I’ve met several buyers from abroad who purchased cheap homes sight unseen after merely looking at photos posted online by local authorities, but then had to book many expensive long-haul flights to hire the architect, get the paperwork done, and select the construction team (a few even got stuck here during Covid).

Thanks to their contacts the local agents can ensure fast-track renovations are completed within 2-4 months, which could prove very useful as the ‘superbonus’ frenzy in Italy has caused a builder shortage meaning many people renovating property now face long delays


Their all-inclusive commission usually starts at 5 percent of the total cost of a renovation, or at 2.500 euros per house independently from its cost and dimension. The fee also depends on the type of work being carried out, how tailored it is and whether there are any specific requirements, like installing an indoor elevator or having furniture pieces shipped from the mainland if it happens to be a Sicilian or Sardinian village. 

However, buyers must always be careful. It is highly recommended to make sure the local authorities know who these agents are and how reliable they are in delivering results.

Town halls can often suggest which local companies to contact, and this gives the renovation legitimacy in my view. In a small village, where everyone knows each other, when the town hall recommends an agency there’s always a certain degree of trust involved and agents know that their credibility is at stake (and also future commissions by more clients). 

Word of mouth among foreign buyers is a powerful tool; it can be positive or detrimental for the agency if a restyle isn’t done the right way, or with too many problems.

READ ALSO: How to avoid hidden traps when buying an old property in Italy

So it’s best to avoid agencies from another village, even if nearby, who come to you offering fast and super-cheap services, or local agencies that are not suggested by the mayor’s office. 

Then of course there can be other downsides, which largely depend on how ‘controlling’ and demanding the client is. 

For those not based in Italy full-time, the most important consideration is: how much can you trust these professionals to deliver what you expect, exactly how you want it, without having to be constantly on the ground? 

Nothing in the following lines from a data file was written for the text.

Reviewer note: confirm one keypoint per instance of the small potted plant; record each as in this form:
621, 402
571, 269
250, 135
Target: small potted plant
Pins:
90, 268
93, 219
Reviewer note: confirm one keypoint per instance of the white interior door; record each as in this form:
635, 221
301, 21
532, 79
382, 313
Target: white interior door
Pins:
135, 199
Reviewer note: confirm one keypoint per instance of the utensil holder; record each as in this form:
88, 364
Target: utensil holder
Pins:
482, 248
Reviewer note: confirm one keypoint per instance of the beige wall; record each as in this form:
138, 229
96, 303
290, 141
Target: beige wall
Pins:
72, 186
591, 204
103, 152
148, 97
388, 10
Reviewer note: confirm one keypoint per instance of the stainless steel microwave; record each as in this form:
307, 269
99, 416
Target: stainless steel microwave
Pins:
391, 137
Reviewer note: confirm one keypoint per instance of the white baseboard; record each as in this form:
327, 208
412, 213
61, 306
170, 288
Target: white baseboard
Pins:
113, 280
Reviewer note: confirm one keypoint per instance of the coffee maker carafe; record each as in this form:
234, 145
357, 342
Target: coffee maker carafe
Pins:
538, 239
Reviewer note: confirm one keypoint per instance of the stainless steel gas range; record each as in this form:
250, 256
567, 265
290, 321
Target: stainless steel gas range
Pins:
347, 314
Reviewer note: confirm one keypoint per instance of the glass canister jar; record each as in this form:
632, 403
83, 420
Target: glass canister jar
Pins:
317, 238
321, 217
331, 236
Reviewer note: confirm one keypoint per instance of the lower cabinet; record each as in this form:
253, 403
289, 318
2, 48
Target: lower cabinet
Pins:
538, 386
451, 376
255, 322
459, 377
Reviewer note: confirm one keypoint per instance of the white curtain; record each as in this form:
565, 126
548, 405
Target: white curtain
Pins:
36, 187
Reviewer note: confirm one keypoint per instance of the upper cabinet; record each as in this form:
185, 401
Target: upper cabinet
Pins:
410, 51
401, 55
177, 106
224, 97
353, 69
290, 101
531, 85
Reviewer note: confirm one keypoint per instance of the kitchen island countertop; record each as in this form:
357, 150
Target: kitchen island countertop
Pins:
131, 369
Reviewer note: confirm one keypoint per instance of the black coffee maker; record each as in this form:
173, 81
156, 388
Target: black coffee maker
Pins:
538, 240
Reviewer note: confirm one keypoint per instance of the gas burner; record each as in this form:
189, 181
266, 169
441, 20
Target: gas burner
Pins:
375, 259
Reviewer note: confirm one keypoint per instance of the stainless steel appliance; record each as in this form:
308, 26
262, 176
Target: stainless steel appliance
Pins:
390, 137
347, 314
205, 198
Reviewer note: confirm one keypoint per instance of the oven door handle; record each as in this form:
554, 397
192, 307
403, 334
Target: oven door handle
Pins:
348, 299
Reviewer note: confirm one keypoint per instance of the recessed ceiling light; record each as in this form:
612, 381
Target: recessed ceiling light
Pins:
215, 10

Photo by Philippe HUGUEN / AFP

Language can be a major obstacle. There are technical building terms that prove difficult to translate, and if the local agency doesn’t have English-speaking renovation professionals with a track record in following foreign clients it’s best to look for an intermediary with a greater language proficiency. 

I remember meeting an American couple once who got lost in translation with a village agent for days, and had to hire a translator just to hire the intermediary.

It’s always useful to ask for a ‘preventivo’ (quote) with VAT indication, considering roughly how much inflation could make the final cost go up. Buyers should also sign a contract with the exact timeframe of the works and delivery date of the new home, including penalties if there are delays on the part of the agency. 


But, even when there is complete trust, I think it is impossible to fully restyle an old home from a distance, contacting intermediaries by phone, emails, messages or video calls only. 

Details are key and there’s always something that could be misinterpreted. Buyers based overseas should still follow-up the renovation phases personally, perhaps with one or two flights per year to check all is going well and up to schedule.

Asking to see the costs so far undertaken midway through the restyle is useful to make sure there are no hidden costs or unexpected third parties involved – like buying the most expensive furniture or marble floor when not requested, or hiring a carpenter to build artisan beds.

While there is really no such thing as a hassle-free renovation, these agencies can ease the pressure and do most of the burdensome work – but buyers’ supervision will always be needed.